CANCELLATION of all services and products of IMC must be done via e-mail at [email protected], at least thirty (30) days prior to the next scheduled billing date. Payment is required for services to be rendered during the initial minimum subscription period (one year term of agreement), regardless of cancellation. Prepaid amounts are non-refundable.
IMC shall have the right to TERMINATE this Agreement for any or no reason, provided thirty (30) days in advance IMC sends written notice to Client to the address last provided to IMC by Client.
WARRANTIES – Client warrants that it has the right to publish and use Client’s name, trademarks, service marks, domain names and other identification terms, graphics and/or symbols, all advertising content and all other content provided by Client to IMC for inclusion on Client’s web site and/or as advertising on or linking to other web sites; IMC may modify the software used to operate the Services from time to time at its sole discretion. IMC will use reasonable efforts to schedule maintenance down times for off-peak periods. IMC will not be responsible for loss of information stored in the Database or web based e-mail system and encourages that the client stores all emails on their local system. IMC does not support third party software, (i.e.: Outlook).
With the exception of Client’s indemnification obligations herein, neither IMC nor Client shall be liable to the other for any special, direct, incidental, or consequential damages (including but not limited to such damages arising from breach of contract, breach of warranty, or negligence), or from interrupted communications, loss of use, loss of business, lost data, or lost revenue arising out of or in connection with this Agreement. IMC’s total liability to Client shall be limited to no more than a refund of the monies received by IMC from Client under this Agreement.
Client agrees to defend (upon request) and indemnify IMC, its agents and employees, and to hold IMC harmless from any and all claims, demands, causes of action or damages, including reasonable attorneys’ fees, arising out of Client or IMC’s use of content provided by Client to IMC that a third party asserts is infringing its proprietary rights, is violating any confidentiality obligation, or is otherwise violating any law or causing harm to a third party.

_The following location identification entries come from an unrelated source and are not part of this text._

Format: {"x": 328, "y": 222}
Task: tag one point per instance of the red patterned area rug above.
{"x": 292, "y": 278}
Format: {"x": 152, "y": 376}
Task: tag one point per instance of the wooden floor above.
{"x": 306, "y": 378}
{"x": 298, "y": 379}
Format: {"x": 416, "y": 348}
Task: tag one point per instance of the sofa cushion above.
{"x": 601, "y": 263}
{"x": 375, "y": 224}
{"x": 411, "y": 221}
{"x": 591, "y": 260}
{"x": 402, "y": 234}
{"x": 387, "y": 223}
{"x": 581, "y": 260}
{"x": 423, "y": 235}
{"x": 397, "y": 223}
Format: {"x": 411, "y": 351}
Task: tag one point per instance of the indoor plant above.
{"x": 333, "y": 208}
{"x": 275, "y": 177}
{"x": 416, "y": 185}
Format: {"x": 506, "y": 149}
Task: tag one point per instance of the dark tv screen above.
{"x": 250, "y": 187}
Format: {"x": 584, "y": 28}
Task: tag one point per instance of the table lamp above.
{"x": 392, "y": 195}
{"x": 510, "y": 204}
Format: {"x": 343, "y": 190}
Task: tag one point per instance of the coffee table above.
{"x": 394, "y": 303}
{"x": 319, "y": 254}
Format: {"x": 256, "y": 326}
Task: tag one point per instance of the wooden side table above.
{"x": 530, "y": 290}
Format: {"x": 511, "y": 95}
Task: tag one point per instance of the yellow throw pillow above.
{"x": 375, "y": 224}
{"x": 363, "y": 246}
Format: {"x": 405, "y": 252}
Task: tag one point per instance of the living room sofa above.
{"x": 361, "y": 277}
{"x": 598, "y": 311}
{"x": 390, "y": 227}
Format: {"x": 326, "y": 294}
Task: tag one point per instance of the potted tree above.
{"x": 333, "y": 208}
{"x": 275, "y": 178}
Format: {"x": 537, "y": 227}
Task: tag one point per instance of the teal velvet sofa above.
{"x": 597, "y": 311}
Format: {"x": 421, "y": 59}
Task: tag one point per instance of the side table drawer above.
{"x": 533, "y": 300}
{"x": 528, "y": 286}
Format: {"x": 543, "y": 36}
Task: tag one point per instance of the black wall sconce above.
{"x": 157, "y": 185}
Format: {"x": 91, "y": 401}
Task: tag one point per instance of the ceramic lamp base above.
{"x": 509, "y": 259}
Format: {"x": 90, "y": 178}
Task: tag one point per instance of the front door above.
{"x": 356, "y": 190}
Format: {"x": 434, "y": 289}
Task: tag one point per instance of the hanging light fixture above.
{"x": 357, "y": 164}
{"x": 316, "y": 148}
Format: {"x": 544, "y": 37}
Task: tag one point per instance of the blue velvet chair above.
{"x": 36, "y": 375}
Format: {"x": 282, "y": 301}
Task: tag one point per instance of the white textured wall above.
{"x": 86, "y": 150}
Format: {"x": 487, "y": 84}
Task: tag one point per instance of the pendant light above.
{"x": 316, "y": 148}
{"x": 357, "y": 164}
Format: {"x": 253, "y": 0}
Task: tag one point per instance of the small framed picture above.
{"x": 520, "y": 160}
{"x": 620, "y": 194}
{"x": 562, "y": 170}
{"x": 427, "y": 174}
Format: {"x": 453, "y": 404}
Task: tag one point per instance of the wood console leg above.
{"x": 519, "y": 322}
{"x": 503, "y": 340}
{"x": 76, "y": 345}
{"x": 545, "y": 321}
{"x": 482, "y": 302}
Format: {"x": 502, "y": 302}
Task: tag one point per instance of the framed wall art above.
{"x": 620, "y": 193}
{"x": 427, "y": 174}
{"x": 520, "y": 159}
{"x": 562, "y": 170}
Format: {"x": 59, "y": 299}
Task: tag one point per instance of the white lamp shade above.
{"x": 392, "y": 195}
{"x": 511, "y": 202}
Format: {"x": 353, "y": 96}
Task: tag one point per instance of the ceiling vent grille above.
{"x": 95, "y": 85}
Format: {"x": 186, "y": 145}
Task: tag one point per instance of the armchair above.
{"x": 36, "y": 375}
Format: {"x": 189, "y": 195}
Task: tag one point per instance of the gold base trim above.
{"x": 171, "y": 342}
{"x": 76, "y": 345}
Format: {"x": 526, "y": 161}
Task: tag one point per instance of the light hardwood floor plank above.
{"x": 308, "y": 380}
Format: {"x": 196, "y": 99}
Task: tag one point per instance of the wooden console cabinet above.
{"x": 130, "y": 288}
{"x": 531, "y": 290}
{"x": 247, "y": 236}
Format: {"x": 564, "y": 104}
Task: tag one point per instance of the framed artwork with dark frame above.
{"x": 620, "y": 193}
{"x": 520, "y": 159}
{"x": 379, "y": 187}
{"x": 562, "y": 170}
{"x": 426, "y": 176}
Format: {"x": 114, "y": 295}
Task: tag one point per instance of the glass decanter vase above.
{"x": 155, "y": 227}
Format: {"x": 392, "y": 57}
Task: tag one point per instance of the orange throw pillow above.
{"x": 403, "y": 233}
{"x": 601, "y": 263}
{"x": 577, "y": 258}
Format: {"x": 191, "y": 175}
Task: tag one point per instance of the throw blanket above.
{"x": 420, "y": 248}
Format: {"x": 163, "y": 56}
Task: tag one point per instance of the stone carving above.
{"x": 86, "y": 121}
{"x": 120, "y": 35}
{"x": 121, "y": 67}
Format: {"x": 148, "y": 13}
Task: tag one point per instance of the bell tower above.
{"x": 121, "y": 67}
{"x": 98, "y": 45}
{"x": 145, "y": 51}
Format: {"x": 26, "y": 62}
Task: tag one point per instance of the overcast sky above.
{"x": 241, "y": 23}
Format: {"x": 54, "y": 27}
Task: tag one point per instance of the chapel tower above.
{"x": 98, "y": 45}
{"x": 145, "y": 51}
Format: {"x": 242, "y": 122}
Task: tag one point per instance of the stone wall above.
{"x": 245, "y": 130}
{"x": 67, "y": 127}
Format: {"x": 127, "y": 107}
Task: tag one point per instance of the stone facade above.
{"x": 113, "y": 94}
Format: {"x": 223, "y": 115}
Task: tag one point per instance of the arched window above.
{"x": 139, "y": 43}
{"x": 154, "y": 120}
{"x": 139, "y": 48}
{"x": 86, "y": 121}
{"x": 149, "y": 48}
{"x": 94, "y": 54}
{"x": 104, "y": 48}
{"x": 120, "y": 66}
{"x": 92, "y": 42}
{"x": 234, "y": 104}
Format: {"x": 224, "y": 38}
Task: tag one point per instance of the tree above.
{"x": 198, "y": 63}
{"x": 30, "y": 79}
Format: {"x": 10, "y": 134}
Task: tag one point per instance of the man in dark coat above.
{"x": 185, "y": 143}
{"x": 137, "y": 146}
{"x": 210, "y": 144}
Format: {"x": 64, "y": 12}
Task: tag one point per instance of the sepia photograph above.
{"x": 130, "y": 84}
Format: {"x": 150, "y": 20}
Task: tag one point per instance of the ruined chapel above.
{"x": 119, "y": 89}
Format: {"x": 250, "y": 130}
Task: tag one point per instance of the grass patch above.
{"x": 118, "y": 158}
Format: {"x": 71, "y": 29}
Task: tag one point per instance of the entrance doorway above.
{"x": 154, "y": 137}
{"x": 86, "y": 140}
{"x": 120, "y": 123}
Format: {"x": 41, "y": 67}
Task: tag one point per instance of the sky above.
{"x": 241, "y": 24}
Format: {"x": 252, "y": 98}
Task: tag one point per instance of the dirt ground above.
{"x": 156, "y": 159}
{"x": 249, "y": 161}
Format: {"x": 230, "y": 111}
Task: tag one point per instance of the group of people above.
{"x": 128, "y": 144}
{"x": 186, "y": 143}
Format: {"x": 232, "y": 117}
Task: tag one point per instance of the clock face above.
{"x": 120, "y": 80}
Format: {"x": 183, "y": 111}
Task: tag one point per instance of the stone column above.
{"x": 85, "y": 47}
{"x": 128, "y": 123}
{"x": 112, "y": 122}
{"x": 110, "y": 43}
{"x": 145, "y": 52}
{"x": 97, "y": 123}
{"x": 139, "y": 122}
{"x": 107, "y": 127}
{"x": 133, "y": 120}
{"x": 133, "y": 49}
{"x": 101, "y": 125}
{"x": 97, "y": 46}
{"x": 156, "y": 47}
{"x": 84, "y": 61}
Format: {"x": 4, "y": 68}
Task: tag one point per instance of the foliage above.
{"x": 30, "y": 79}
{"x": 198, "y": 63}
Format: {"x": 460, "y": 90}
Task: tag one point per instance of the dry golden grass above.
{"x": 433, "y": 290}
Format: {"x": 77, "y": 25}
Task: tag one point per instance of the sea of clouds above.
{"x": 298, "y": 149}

The parties to this Agreement are independent contractors, and no agency, partnership, joint venture, or employer/employee relationship is intended by this Agreement. Neither party may take action, which is binding on the other party. Neither party shall make any representations or warranties to third parties on behalf of the other party unless specified in writing and executed. This Agreement sets forth the entire understanding and agreement of the parties, and supercedes any and all prior oral or written agreements or understandings between parties, as to the subject matter of this Agreement. This Agreement may be changed only in writing signed by both parties. Waiver by either party of a breach of contract does not nullify this Agreement. This Agreement, including all matters relating to validity, construction, performance or enforcement hereof, shall be construed in accordance with laws of the State of Colorado, with the exception of its choice of laws provisions.
You Can Cancel Your Account Here
This Agreement is entered into, and shall be deemed to have been made, in Denver, Colorado.